Developed during the 1920s as a dual-purpose meat-and-fur breed by an Ohio hobbyist, the 11-to-12-pound Silver Fox has a friendly disposition and makes an attractive pet. “They’re really calm,” says Bernard. “They’re cute.” The breed is included in Slow Food USA’s Ark of Taste, a catalog of foods that are being squeezed out of existence by industrial agriculture.
Even more so than other rabbit breeds Bernard has tried, the Silver Fox seems to thrive on forage. “They’re hardier,” says Bernard, who launched Spellcast in 2009 and added rabbits in 2011. “The mothers seem to have more milk than the other breeds, so their babies grow faster.” Even after it’s weaned, the thrifty Silver Fox reaches market weight up to a month sooner than the heritage CrËme d’Argent and American Chinchilla breeds with which Bernard started, is less susceptible to parasites, and is more tolerant of extreme weather.
Bernard sells her rabbits at the Charlotte Regional Farmers Market, where the meat fetches $9.00 to $9.50 a pound.

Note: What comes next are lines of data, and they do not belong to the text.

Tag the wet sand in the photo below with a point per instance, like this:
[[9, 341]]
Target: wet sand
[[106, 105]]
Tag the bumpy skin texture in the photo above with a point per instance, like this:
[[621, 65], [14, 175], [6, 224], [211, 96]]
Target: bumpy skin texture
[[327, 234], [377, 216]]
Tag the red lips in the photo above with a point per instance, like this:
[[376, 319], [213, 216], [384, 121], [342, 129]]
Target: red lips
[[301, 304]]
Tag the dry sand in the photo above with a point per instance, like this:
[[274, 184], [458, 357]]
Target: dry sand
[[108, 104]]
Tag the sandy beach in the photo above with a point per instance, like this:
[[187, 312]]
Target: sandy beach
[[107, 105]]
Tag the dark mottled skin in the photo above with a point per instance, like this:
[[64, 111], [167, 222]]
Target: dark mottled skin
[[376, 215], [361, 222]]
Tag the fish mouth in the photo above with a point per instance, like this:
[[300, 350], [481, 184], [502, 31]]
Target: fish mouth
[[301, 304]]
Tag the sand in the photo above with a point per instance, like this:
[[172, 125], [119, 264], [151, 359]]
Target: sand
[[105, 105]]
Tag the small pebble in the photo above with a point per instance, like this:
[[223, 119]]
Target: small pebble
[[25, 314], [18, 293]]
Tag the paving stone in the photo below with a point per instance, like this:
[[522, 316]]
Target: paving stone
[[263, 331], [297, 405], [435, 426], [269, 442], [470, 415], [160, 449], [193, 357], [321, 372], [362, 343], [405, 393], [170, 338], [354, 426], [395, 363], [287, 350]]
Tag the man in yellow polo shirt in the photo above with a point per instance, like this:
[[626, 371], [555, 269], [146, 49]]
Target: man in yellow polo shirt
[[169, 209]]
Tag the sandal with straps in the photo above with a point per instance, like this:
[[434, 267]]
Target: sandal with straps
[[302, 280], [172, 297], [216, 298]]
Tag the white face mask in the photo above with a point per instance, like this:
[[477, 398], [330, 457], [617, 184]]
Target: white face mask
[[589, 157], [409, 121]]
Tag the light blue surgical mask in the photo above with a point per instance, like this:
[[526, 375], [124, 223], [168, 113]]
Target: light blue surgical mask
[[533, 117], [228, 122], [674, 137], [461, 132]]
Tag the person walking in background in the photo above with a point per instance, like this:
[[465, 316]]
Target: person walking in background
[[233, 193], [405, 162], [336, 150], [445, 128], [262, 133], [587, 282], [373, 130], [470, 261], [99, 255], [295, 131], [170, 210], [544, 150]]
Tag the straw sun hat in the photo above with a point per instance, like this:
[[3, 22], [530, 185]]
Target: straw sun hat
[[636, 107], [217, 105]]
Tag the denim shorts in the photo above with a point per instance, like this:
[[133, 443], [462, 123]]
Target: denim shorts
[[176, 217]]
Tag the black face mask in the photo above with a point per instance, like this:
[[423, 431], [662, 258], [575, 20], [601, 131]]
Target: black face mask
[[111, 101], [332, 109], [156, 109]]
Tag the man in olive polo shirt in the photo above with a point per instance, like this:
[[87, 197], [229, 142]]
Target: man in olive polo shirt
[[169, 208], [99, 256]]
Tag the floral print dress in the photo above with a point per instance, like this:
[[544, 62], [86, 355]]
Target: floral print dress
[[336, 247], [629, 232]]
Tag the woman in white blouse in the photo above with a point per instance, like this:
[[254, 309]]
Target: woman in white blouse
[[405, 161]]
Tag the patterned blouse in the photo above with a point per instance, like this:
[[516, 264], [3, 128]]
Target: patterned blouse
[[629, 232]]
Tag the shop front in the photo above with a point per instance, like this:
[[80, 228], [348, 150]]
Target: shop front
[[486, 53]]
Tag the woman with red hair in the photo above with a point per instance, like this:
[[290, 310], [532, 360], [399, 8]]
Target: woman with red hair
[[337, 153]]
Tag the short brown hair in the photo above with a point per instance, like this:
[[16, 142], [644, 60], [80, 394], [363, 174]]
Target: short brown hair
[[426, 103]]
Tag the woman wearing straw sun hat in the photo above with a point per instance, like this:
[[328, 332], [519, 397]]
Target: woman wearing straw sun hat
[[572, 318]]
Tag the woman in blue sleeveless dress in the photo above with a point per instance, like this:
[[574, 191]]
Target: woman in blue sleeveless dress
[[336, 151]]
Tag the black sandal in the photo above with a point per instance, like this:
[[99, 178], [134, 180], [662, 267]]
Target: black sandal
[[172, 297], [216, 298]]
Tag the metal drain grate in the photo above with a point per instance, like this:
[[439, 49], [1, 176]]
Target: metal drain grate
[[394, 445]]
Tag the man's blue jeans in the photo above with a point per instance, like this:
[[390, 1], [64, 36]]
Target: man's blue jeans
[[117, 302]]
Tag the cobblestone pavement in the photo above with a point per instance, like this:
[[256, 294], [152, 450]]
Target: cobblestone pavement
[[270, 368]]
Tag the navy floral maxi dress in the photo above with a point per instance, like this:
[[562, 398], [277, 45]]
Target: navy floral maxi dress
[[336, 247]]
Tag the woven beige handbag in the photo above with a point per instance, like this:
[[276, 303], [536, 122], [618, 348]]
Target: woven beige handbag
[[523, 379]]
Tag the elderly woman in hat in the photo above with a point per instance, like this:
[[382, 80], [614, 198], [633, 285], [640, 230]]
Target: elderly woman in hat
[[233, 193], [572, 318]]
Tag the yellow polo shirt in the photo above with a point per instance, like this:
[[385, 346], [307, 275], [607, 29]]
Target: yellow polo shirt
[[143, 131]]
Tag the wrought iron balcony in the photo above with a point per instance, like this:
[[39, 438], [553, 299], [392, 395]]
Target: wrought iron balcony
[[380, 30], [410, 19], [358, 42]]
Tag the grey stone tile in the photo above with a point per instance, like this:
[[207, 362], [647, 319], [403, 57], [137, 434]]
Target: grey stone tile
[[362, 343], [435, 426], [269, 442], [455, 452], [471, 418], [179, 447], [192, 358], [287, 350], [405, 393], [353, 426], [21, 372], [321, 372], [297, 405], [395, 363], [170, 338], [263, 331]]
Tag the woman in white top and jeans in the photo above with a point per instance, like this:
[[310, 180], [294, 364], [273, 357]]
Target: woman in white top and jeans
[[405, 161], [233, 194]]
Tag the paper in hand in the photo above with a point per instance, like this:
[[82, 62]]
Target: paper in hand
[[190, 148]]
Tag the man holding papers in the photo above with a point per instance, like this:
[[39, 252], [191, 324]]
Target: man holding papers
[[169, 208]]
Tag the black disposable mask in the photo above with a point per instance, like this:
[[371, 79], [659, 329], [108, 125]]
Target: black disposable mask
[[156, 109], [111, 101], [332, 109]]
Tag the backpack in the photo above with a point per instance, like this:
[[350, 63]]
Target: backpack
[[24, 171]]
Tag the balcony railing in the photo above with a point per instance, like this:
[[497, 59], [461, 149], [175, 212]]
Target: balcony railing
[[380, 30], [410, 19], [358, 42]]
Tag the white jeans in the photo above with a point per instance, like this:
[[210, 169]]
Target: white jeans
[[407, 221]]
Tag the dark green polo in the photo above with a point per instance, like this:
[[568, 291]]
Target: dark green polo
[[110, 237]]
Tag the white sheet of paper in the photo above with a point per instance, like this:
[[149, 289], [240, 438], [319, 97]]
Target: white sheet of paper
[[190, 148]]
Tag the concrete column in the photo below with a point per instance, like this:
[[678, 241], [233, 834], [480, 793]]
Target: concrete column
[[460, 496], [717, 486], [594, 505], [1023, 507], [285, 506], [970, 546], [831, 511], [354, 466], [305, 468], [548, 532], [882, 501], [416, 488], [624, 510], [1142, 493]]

Ken Newbill, an enthusiastic Spellcast Farm customer, grew up eating wild rabbit prepared by his grandmother. “It has a slightly nutty characteristic to it that can enhance a meal,” he says, noting that the meat doesn’t taste like chicken. And unlike its wild cousin, he says, Bernard’s pastured Silver Fox has a fuller carcass with bright pink meat. He credits her care. “I think it really comes down to the simplicity of how they’re raised and the conditions in which they’re handled.”